Magro il bilancio delle prime due settimane di saldi estivi. In 6 negozi su 10, vendite in calo e, rispetto alla scorsa stagione, solo il 9,5% dei negozianti registra un aumento del proprio volume d'affari.

 A soffrire di più sono principalmente i commercianti di piccole e medie dimensioni, mentre gli esercizi commerciali più grandi sembrano avvertire meno degli altri il calo delle vendite. A rilevarlo, un'indagine Confcommercio-Format, che evidenzia come il 60% dei consumatori abbia già acquistato o sta per fare acquisti di merce a prezzo scontato. A crescere, poi, è, soprattutto, la maggior attenzione da parte della gente alla qualità del prodotto che si vuole comperare, nella stragrande maggioranza dei casi addirittura più importante dell'effettivo prezzo di vendita. «I saldi - spiega il presidente di Federmodaitalia Confcommercio Renato Borghi - dimostrano un acquisto considerato sicuro, con buoni sconti e con prodotti ritenuti di qualità, comprese le griffe, per la gran parte dei consumatori, circa l'80%, e questo sgombra definitivamente il campo da vecchie polemiche circa l'inaffidabilità della merce venduta durante i saldi». Una buona notizia, quindi, anche per i commercianti, considerato, prosegue Borghi, come «oltre i 2/3 del campione (il 68%) attribuisce molta importanza al periodo dei saldi in termini di fatturato».

L'indagine traccia, poi, l'identikit del consumatore maggiormente propenso ad acquistare in saldo. È maschio, di età inferiore ai 45 anni, lavora e risiede in piccoli centri urbani del Nord Est e del Mezzogiorno. A tirare di più sono i capi di abbigliamento (acquistati dal 95,5% dei consumatori) e le calzature (70 per cento). A seguire, biancheria per la casa (57%), articoli sportivi (55,4%), accessori (46%), biancheria intima (45%), pelletteria e articoli di valigeria (31,7 per cento). E per acquistare questi beni, si arriva a spendere, in media, 200 euro, mentre solo l'11% investe un budget più elevato (oltre 300 euro).

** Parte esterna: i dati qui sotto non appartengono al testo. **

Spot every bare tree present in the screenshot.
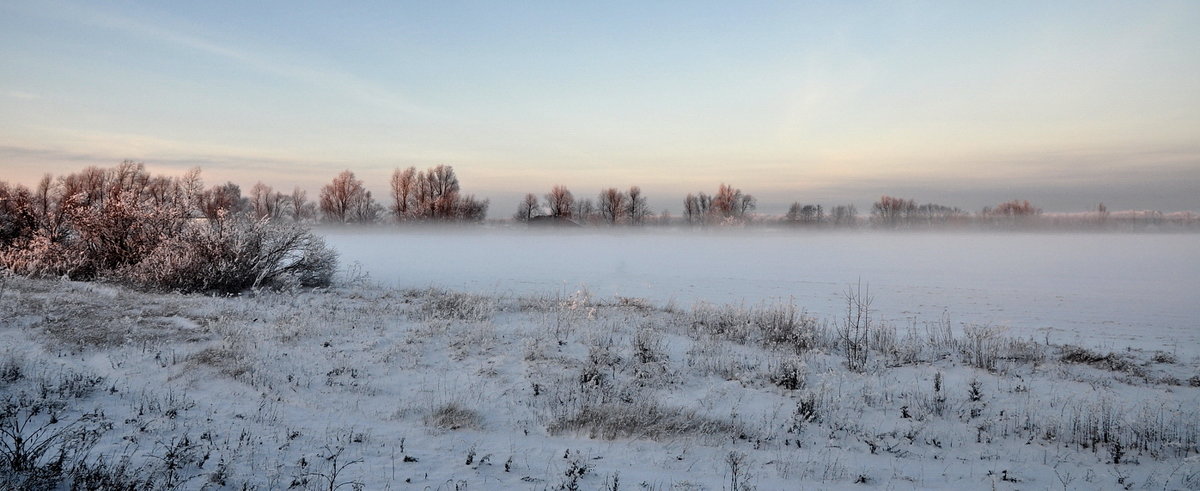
[546,185,575,218]
[198,182,250,220]
[985,199,1042,216]
[391,167,416,220]
[871,194,917,227]
[571,198,600,223]
[829,204,858,226]
[598,187,626,224]
[625,186,650,224]
[250,181,283,220]
[287,186,317,223]
[320,170,378,223]
[683,193,708,224]
[512,192,541,222]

Da segnalare, infine, come il 77% dei consumatori si dichiara favorevole a una eventuale liberalizzazione dei saldi, a fronte del 39% dei commercianti. Una forbice che si sta, tuttavia, riducendo, ma resta ancora alto il numero di negozianti (44%) che ritiene come la liberalizzazione del periodo di vendita a prezzi scontati non porterebbe alcun beneficio in termini di aumento dei consumi e di ricavi.